Captain Robinson leaves.
Capt Kaufman arrives as the new C.O.

EXCERPTS FROM FULTON SQUARE COAAR 22 October 1969 – 18 January 1970

  2. Type. Search and Clear, reconnaissance in force, rocket suppression, rice denial and security. 
  3. (U) LOCATION: Trieu Phong, Hai Lang, Mai Linh, Cam Lo, Huong Hoa, Gio Linh Districts, Quang Tri Province , RVN. 
  4. (U) COMMAND HEADQUARTERS: Headquarters, 1 st Inf Bde, 5 th Inf Div (M) 
  6. The brigade normally operated with four task forces formed by the cross attachment of infantry, mechanized infantry, tank and armored cavalry units. The composition of these task forces was varied on a mission type basis. 

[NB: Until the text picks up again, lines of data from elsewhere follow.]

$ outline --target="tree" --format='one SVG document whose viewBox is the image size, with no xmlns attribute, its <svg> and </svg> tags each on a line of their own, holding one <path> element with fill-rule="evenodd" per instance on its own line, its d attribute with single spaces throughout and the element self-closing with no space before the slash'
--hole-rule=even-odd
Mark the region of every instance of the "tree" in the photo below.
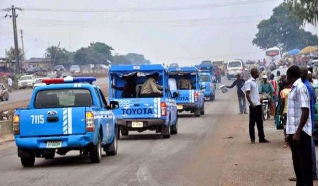
<svg viewBox="0 0 319 186">
<path fill-rule="evenodd" d="M 277 46 L 285 52 L 317 45 L 317 36 L 303 29 L 303 21 L 292 13 L 287 3 L 275 7 L 270 18 L 260 21 L 257 27 L 259 30 L 252 43 L 262 49 Z"/>
<path fill-rule="evenodd" d="M 48 47 L 45 50 L 44 57 L 50 59 L 53 64 L 55 54 L 56 56 L 55 65 L 69 66 L 72 63 L 73 53 L 68 52 L 64 48 L 58 48 L 54 46 Z"/>
<path fill-rule="evenodd" d="M 88 47 L 82 47 L 74 53 L 75 64 L 103 64 L 108 65 L 113 59 L 111 47 L 104 43 L 91 43 Z"/>
<path fill-rule="evenodd" d="M 294 14 L 301 20 L 316 25 L 318 21 L 318 0 L 286 0 Z"/>
<path fill-rule="evenodd" d="M 7 51 L 7 57 L 12 60 L 15 60 L 15 50 L 13 47 L 11 47 Z M 23 51 L 21 48 L 19 48 L 19 60 L 20 61 L 23 61 L 24 60 L 24 54 Z"/>
<path fill-rule="evenodd" d="M 150 64 L 149 60 L 146 60 L 144 55 L 133 53 L 128 53 L 125 56 L 125 58 L 133 64 Z"/>
</svg>

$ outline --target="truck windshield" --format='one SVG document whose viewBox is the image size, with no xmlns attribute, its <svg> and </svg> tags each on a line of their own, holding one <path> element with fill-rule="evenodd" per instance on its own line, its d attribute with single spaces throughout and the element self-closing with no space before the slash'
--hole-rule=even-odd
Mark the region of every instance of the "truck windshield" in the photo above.
<svg viewBox="0 0 319 186">
<path fill-rule="evenodd" d="M 42 90 L 38 92 L 35 108 L 89 106 L 93 104 L 90 91 L 84 89 Z"/>
</svg>

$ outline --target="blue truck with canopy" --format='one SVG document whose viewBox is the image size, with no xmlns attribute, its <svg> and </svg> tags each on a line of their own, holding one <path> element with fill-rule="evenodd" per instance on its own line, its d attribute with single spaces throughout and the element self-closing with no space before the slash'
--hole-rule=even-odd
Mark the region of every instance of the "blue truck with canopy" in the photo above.
<svg viewBox="0 0 319 186">
<path fill-rule="evenodd" d="M 17 109 L 13 126 L 18 156 L 24 167 L 35 157 L 54 158 L 79 150 L 92 163 L 101 161 L 103 148 L 108 155 L 117 152 L 117 127 L 113 110 L 94 77 L 67 77 L 43 80 L 36 87 L 26 109 Z M 86 83 L 85 82 L 89 82 Z"/>
<path fill-rule="evenodd" d="M 195 67 L 170 68 L 169 78 L 177 82 L 177 90 L 171 91 L 179 95 L 175 98 L 178 111 L 190 111 L 197 117 L 204 114 L 204 94 L 202 86 L 199 84 L 198 69 Z M 187 89 L 181 89 L 179 82 L 182 78 L 190 81 L 191 87 Z"/>
<path fill-rule="evenodd" d="M 199 73 L 199 85 L 201 86 L 205 100 L 207 99 L 211 101 L 214 100 L 216 85 L 209 73 Z"/>
<path fill-rule="evenodd" d="M 177 95 L 169 90 L 166 67 L 157 64 L 114 65 L 109 73 L 109 99 L 119 102 L 119 109 L 114 114 L 123 136 L 128 135 L 129 131 L 142 132 L 147 130 L 161 133 L 164 138 L 177 133 L 177 110 L 173 99 Z M 142 87 L 154 75 L 158 77 L 157 84 L 162 88 L 161 94 L 144 97 L 141 94 Z M 114 88 L 124 87 L 129 82 L 133 85 L 129 89 L 133 93 L 129 95 L 125 90 Z"/>
</svg>

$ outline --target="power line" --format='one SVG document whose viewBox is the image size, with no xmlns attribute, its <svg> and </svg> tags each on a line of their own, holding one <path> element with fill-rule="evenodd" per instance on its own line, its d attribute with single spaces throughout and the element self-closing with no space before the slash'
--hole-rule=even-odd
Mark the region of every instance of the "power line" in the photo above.
<svg viewBox="0 0 319 186">
<path fill-rule="evenodd" d="M 187 6 L 179 6 L 171 7 L 162 7 L 158 8 L 120 9 L 49 9 L 49 8 L 26 8 L 24 9 L 30 11 L 43 12 L 85 12 L 85 13 L 117 13 L 117 12 L 147 12 L 147 11 L 164 11 L 172 10 L 183 10 L 190 9 L 198 9 L 209 8 L 227 7 L 235 5 L 245 5 L 253 3 L 264 3 L 265 2 L 273 1 L 276 0 L 243 0 L 235 1 L 233 2 L 217 3 L 209 4 L 193 5 Z"/>
</svg>

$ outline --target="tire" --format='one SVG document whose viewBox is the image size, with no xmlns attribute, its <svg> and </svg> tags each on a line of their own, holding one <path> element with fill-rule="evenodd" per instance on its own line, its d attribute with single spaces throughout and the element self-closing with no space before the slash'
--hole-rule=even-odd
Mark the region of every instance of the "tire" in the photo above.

A/4-12 Cav operational control to 1-77 Armor 

  2. Chemical. The following activities were conducted by the Brigade Chemical section and the 86 th Chemical Detachment during Operation Fulton Square . 

(2) Herbicide operations: The perimeters of FSB C2 and FSB A4 were defoliated with Agent Orange. 

  1. (C) EXECUTION: The following is a chronological list of significant event, which occurred during Fulton Square : 

(4) 29 Oct 69 – At 1440 hours A/4-12 Cav, reacting to an intelligence report, sweep the area in the vicinity of YD144706 and located 13 recently used bunkers. The bunkers were destroyed. 

(18) 25 Nov 69 – While conducting reconnaissance on the north bank of the Cua Viet river, a tank from A/4-12 Cav detonated a mine at YD330711. The tank was a combat loss and one US was wounded. 

(22) 15 Dec 69 – While supporting an infantry search and clear operation by fire west of FSB C2, A/4-12 Cav received 15 rounds of 60mm and 82mm mortar fire without casualties or damage. Later, an APC was hit by an RPG round resulting in one US KIA. 

(32) 13 Jan 70 – While conducting a search and clear operation in the vicinity of YD124727, two tanks from A/4-12 Cav detonated mines. There were six US WIA and the tanks received minor damage. 

Oct 4 Still at C2, brought mess hall up, sleeping in large bunkers, day patrols. (Taylor) 

Oct 12 rain, mud, limited travel (Taylor)

Oct 22 6th night out, hot, fired 40 HE mortar rounds and most of our illumination. New Lt and platoon Sgt (Taylor)

Other events in October, 1969 (according to Pineapple) 

The infamous neutral steer on the new asphalt road incident with the Navy CB construction foreman occurs.

About the end of the month, a raging typhoon signals the beginning of the monsoon season. 1st platoon endures the storm while out on the DMZ. It rains every day of the monsoons until it’s over.

Milard the Mallard Mills comes in from the rain tells Pineapple that he’ll stay with 1-2 only until the rain lets up. He’ll leave in February 1970.

3/3 Marines began their pullout on the first.